Десять дней мы жили в лачуге на берегу речки, и этого времени было более чем достаточно, чтобы я начал подвергать сомнению всю эту затею. Неужели есть что-то более ужасающее, чем сама мысль о гигантском существе, пожирающем тебя живьём? Не ударяя тебя сходу насмерть, не начиная с твоего горла, а разрывая твое нутро огромными когтями, пока ты еще в сознании. Медведи убивают, вырывая твои внутренности; ты не умираешь тотчас же. У меня начались кошмары. Мне снилось, что я не знаю, как реагировать в тот момент, когда животное разозлилось и смотрит на меня, а мне нужно стрелять. Один выстрел, у меня только один выстрел. Там не было каскадеров, не было дублей, только я, вооруженный луком и одной стрелой. Это было сумасшествие. И тот медведь не знал, что я всего лишь актер.
«Что я здесь делаю?» — спрашивал я себя каждый день. В итоге, спустя десять дней нам передали по радио, что в нашем направлении идет медведь. Его заприметили с аэроплана, что было против правил, но это ведь американское телевидение. Мы ждали у речки. Противоположный берег реки был покрыт полосой деревьев и кустарника, а позади — бесконечная тундра. Мы старались много не разговаривать, и думаю, что остальные члены команды нервничали не меньше меня.
Была поздняя осень. Я был одет в пухлую парку. Мне никогда не приходилось стрелять из лука в такой одежде — я чувствовал себя неуклюже. Пока мы ждали, гид указал на низкую поросль с густой ежевикой. Медведь пробирался понизу, скрытый зарослями. Я не видел его. Между деревьями был просвет, и тут он появился. «Вот что он собирается сделать, — прошептал гид. — Он подойдет ближе к деревьям, станет на краю на задние лапы и будет озираться. Если он нас не заметит и не учует, он опустится на все лапы и пойдет в нашу сторону. Если он поймёт, что мы тут, он побежит в тундру, на открытое пространство».
Меня затрясло. Один выстрел. Я актер, я актер. Наконец зверь вышел на открытую местность и встал. Это было самое великолепное и ужасающее существо, что я когда-либо видел; он казался почти доисторическим. Он был в сорока ярдах от нас, и только в этот момент я оценил то опасное положение, в которое себя поставил. И только потом я осознал весь ужас.
Он опустился на все лапы и пошел в нашу сторону. Но вместо того, чтобы пойти вдоль речки, он спустился в ее русло, которое было на два фута ниже уровня земли. Я видел, как его спина перемещалась по диагонали на уровне горизонта.

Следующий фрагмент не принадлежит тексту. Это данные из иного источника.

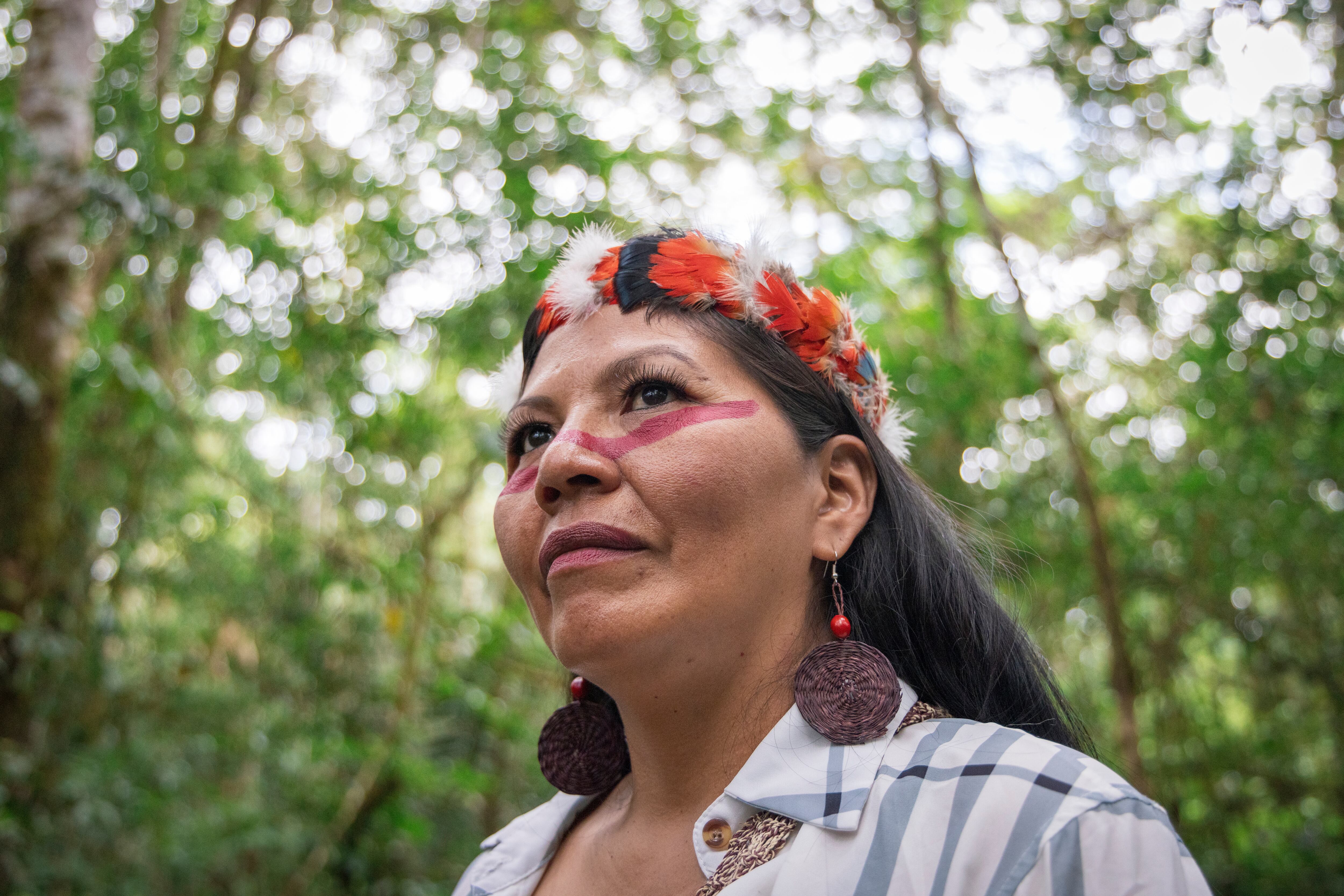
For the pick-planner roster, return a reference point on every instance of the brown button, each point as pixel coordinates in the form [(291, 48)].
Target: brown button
[(717, 835)]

Абсолютно инстинктивно — разумеется, я совершенно об этом не думал, — я выскочил на открытое пространство и побежал к медведю. Операторы бежали позади меня. Я прицелился. Медведь развернулся от меня под прямым углом, представляя собой уже более узкую мишень, но я на бегу поднял лук и пустил стрелу. Я следил взглядом за ее полётом, как если бы она двигалась на транспортёре. Казалось, что она летит точно в медведя. Но медведь продолжал бежать; он повернул и скрылся в деревьях.
Мне потребовалось всего несколько секунд, чтобы понять, что мы находимся всего в двадцати-тридцати ярдах от раненого животного. Мы не знали, что он там делает. Гид поднял винтовку и несколько раз выстрелил, ожидая, что медведь выскочит из лесополосы прямо на нас. Даже сквозь густую листву мы услышали, как он с треском повалился, а затем всё стихло. Гид так спокойно, как будто мы были не на ТВ-шоу, а в фильме, сказал: «Нам попался какой-то неправильный медведь». Никто не шевельнулся; мы поняли, что на нас набрёл доведённый до отчаяния зверь.
Мы сели там же, где стояли, ожидая в полнейшей тишине, нарушаемой только биением моего сердца. В отличие от пули, убивающей ударом, стрела имеет три-четыре лезвия и убивает порезом, так что подстреленное животное падает и истекает кровью до смерти.
Раненое животное ждет, чтобы атаковать. Мы выждали полчаса, а затем гид пошел в лесок в поисках этого медведя. Операторы пошли за ним. Они обнаружили мёртвого зверя в кустарнике. В солнечном свете по его гигантской спине плясали тени, и медведь казался еще живым и страшным. Мы ткнули его — убедиться, что он действительно мертв.
И в тот момент во мне что-то изменилось — из охотника я превратился в того, кто, поймав муху, выпускает ее в окно. Я больше ни разу не выстрелил в живое существо. Глядя на это величественное животное, я осознал поразительную глупость того, что я только что сделал, и это повергло меня в шок. Я понял, что уничтожить чью-то жизнь — значит уничтожить частицу себя. Это тщеславие, этот идиотизм… И пока я смотрел на медведя, я понял, что тут нет ничего общего с отвагой.